つまり、店主が長年、仕事をしていて感じたのは、そういう製品が多くなった初めの頃というのは、消費者の多くがクレームというか、文句をいいに来ていて、一種の自浄作用が働いていおり、品質の高い、国内メーカーのものが売れていたのですが、時代の流れとともに、日本では、自転車は安いことに重きが置かれ、半ば使い捨てのように扱われるようになってしまい、そういうことにもあまり気を遣わなくなってしまったため、この業界がうまく回らなくなってしまったと嘆いていました。

というわけで、国内のメーカーが自転車のタイヤの分野から撤退してしまったというわけです。

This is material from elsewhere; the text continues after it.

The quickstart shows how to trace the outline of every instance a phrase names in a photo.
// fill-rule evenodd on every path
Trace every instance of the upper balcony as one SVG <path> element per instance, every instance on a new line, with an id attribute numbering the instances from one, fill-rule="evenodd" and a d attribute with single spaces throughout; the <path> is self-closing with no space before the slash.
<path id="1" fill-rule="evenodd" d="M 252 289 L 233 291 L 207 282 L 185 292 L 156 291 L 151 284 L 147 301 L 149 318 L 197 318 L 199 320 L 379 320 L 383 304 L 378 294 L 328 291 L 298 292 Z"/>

また、店主はオランダを引き合いに出し、オランダでは(自転車に関し)いいものを修理して長く使うという風土があり(まあ、オランダとか、ヨーロッパでは自転車はスポーツとして、かなり人気がありますから、そういう事情も関係しているとは思いますが)、自転車自体の値段もだいたい7万円前後するのでそういうことは起きないと仰っていました。もちろん、日本みたいにすぐに捨てずにいいものを長く使うので、長い目で見れば結局はそれは安上がりなのはいうまでもありません。

店主は、日本は環境先進国であり、環境問題が盛んに叫ばれている現在、このような業界の流れ(いいものを長く使うという発想に乏しい現状)は業界に関係なく非常に寂しいものがあると仰っていました。

私はこの話を聞いて、非常に感慨深く感じました。
我が身を振り返れば、そういう私も、結構、ものをぞんざいに扱っていることがありますし、まだ使えるのに捨ててしまうこともあります。

このエピソードを受けて、改めて考えさせられた思いです。
さて、みなさんはどうお感じになったでしょうか。


おまけ

ちなみに、Panasonicが多くタイヤを作っているのは、MTBやPAS(電動自転車)を多く作っているからだそうです。